Curitiba - Imóveis comprados pela Associação Paranaense das Senhoras dos Deputados Estaduais (Apasde), uma entidade sem fins lucrativos formada pelas mulheres dos parlamentares, são alvo de ação popular que tramita na Justiça Estadual.
A ação popular, encaminhada à Fazenda Pública no último dia 4, está em nome de um funcionário público aposentado do Poder Legislativo estadual. O funcionário aposentado propôs ação popular contra a associação por entender que o valor gasto em imóveis é muito alto, e que esses imóveis não trazem benefícios à entidade ou à população. A ação popular tem como objetivo anular atos lesivos ao patrimônio público. A ação ainda não havia sido distribuída para uma das quatro varas de Fazenda Pública na Capital.
A Apasde, pessoa jurídica de direito privado, foi fundada em outubro de 1971, com a finalidade de ''proporcionar maior congraçamento entre todas e desenvolver atividades filantrópicas em prol dos menos favorecidos pela sorte''. A Apasde é uma entidade sem fins lucrativos, com autonomia administrativa, financeira e patrimonial.
O patrimônio da associação é composto por bens móveis e imóveis, reservas, doações, contribuições, subvenções, legados e verbas especiais.
A denúncia dá conta que a Apasde desviou-se de sua finalidade, passando a usar grandes somas de dinheiro na aquisição de imóveis de alto valor em bairro nobre de Curitiba no caso o Centro Cívico. Com essas aquisições, a entidade formou ''em curtíssimo espaço de tempo um invejável patrimônio imobiliário de mais de R$ 1 milhão'', diz trecho da ação popular.
São seis imóveis (terrenos mais residências de alvenaria) espalhados pelo bairro Centro Cívico, adquiridos entre 1999 e 2001. No total, valem R$ 1.050.000. Um dos terrenos, na Rua Marechal Hermes, por exemplo, está sem casa, que foi demolida.
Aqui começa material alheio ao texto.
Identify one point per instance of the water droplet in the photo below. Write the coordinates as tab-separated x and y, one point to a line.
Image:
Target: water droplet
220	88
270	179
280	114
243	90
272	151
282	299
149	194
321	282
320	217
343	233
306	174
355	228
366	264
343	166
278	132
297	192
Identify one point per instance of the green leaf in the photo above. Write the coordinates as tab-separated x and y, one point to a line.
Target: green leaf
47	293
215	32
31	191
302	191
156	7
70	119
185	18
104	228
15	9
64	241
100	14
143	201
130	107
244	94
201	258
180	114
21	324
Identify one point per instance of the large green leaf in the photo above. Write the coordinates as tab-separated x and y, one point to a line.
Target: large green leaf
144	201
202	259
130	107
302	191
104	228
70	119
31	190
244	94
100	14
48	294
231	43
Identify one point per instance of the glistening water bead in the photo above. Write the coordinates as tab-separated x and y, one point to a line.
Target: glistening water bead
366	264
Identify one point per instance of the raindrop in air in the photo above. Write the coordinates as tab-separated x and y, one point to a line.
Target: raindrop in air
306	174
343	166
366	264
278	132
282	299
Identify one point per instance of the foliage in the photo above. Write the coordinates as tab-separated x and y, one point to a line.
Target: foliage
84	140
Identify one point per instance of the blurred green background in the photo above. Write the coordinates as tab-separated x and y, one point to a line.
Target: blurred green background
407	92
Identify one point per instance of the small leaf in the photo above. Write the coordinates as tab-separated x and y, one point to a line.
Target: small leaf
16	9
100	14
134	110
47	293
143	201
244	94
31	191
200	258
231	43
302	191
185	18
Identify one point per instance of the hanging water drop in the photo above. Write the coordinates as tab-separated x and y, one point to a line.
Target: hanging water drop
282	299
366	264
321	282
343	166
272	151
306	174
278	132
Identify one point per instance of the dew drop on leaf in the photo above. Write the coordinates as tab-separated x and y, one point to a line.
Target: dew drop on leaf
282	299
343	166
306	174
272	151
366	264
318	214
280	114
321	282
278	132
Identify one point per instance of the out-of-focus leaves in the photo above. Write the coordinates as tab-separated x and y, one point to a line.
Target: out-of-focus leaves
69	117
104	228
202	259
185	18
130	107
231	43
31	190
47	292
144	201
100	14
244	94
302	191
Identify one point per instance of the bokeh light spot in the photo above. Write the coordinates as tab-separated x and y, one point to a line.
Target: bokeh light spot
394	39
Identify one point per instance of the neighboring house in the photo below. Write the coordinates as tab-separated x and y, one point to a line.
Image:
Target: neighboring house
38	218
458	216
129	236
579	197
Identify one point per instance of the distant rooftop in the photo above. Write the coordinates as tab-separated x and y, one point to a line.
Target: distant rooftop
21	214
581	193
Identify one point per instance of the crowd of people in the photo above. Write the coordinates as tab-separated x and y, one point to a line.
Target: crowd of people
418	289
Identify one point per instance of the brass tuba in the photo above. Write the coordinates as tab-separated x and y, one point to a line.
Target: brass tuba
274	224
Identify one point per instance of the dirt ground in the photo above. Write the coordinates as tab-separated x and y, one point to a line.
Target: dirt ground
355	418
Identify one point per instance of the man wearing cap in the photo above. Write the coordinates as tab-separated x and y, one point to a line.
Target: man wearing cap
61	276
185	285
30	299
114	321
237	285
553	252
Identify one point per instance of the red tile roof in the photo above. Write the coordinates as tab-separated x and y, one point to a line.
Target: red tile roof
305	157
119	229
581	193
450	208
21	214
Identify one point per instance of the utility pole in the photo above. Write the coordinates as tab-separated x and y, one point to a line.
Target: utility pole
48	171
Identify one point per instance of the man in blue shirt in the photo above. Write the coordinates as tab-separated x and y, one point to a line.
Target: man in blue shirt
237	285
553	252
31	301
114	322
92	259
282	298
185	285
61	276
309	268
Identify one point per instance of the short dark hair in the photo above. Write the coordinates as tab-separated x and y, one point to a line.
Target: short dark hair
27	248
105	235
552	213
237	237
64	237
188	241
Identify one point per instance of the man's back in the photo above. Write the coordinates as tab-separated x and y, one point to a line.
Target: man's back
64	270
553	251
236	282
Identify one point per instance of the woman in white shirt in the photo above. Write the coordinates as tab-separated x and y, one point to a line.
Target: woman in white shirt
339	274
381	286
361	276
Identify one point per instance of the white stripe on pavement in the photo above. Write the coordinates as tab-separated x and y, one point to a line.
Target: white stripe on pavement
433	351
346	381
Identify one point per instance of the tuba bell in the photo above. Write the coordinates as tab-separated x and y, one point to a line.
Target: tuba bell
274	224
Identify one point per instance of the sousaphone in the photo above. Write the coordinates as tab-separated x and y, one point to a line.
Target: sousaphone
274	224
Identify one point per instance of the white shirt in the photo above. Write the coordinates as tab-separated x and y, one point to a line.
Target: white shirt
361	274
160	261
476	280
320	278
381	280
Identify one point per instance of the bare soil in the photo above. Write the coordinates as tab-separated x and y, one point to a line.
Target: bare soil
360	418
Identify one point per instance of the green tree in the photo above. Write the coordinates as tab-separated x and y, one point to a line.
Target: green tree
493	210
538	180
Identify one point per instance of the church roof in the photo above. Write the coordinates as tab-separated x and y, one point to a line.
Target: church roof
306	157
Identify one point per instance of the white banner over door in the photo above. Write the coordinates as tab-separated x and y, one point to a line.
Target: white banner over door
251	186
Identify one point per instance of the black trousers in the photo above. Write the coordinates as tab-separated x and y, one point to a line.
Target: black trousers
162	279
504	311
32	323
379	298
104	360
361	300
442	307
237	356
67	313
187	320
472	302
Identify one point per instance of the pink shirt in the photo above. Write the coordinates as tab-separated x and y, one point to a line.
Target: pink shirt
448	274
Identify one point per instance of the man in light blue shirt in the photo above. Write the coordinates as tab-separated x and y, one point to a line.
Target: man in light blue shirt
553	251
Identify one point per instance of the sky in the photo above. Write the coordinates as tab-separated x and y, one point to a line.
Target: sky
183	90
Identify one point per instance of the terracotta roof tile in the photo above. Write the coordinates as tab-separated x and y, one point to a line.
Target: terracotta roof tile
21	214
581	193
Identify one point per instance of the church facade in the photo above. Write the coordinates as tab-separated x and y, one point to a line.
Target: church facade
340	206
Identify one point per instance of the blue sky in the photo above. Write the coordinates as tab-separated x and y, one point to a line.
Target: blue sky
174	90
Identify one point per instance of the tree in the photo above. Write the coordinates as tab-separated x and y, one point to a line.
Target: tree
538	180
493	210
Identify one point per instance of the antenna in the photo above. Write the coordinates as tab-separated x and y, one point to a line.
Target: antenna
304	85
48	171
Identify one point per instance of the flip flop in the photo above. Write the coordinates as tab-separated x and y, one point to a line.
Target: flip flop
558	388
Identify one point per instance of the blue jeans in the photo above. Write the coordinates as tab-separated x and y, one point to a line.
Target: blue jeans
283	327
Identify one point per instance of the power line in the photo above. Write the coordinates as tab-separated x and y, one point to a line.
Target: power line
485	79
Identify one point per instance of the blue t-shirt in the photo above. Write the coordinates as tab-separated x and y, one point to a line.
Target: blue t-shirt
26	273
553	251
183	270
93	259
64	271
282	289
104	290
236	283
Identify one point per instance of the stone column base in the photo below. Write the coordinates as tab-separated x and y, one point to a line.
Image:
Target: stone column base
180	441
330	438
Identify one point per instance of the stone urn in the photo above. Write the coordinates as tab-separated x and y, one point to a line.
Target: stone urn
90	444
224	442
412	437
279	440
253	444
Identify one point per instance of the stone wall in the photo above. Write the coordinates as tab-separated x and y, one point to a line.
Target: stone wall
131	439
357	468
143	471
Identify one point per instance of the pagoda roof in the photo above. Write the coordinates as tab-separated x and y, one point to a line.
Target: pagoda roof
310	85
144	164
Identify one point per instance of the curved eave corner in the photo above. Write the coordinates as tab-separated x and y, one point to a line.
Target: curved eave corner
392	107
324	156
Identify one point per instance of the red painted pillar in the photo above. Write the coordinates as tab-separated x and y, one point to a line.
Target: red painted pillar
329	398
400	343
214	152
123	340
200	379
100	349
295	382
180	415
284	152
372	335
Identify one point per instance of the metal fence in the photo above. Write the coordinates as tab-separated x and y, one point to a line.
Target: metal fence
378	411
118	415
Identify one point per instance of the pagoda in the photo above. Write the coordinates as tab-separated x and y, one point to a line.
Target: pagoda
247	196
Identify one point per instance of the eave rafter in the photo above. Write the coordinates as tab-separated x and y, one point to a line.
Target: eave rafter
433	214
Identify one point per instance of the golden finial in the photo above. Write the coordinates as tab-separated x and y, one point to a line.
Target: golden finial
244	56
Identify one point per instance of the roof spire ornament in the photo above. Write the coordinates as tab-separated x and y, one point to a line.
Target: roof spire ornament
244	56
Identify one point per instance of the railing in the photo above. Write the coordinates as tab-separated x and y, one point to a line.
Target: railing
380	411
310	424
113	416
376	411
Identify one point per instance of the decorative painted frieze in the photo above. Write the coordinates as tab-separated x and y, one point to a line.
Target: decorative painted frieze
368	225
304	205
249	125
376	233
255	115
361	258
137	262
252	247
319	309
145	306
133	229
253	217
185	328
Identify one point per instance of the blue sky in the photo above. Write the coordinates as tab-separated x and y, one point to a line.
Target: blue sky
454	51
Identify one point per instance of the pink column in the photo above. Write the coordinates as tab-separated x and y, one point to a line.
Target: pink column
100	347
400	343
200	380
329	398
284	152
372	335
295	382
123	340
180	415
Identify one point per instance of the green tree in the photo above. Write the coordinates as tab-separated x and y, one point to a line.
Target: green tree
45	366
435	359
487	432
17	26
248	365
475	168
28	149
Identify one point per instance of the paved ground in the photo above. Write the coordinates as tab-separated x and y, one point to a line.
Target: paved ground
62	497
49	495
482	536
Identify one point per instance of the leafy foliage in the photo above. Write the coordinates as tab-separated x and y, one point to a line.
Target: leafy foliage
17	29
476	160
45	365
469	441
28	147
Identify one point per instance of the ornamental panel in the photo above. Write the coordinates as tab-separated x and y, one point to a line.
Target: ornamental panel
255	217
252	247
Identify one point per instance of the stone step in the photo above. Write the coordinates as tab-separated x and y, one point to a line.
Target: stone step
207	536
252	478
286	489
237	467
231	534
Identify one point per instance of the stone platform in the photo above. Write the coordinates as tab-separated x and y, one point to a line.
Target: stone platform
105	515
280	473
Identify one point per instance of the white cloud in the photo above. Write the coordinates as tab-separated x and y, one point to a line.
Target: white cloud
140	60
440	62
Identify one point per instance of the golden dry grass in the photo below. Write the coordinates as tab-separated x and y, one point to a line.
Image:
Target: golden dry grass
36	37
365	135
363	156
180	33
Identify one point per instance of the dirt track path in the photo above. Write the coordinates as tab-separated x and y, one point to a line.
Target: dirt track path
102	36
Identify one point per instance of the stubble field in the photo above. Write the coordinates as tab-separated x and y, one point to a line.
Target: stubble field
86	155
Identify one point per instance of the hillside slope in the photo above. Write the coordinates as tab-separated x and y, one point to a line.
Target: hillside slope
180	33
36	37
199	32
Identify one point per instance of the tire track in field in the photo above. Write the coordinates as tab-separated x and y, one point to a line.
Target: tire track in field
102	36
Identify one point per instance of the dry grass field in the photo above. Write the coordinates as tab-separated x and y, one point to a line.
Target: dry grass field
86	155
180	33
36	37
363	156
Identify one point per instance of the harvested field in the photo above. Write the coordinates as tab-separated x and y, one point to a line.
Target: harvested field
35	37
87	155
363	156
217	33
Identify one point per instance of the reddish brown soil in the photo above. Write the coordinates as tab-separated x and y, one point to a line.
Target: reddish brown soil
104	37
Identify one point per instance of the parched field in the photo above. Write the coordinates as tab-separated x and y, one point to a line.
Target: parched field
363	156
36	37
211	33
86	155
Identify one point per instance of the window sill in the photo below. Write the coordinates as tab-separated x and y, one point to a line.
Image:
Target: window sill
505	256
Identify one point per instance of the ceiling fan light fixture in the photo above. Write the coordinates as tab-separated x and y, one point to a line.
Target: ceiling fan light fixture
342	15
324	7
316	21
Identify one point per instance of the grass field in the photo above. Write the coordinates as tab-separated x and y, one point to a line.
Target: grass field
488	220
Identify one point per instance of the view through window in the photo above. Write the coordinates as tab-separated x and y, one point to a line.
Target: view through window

Outro sedia uma escolinha para crianças.
A ação aponta que a aquisição desses imóveis, que geram um patrimônio imobilizado elevado à entidade, são lesivos ao patrimônio público. A ação explica que os imóveis não servem para sediar a Apasde, pois ela funciona em uma sala dentro do prédio da Assembléia Legislativa, também no Centro Cívico. A ação coloca que a Apasde se desvia de suas funções assistenciais ao usar seus recursos para comprar imóveis, e lembra que, quando criada, a entidade não tinha imóveis.
A Folha não conseguiu contato na tarde de ontem com a Apasde para comentar a ação. Ninguém atendeu o telefone na sala que abriga a entidade. A Folha também procurou a presidente da entidade, Ana Maria Martins Brandão, mulher do presidente da Assembléia Hermas Brandão (PSDB), mas ela não foi localizada.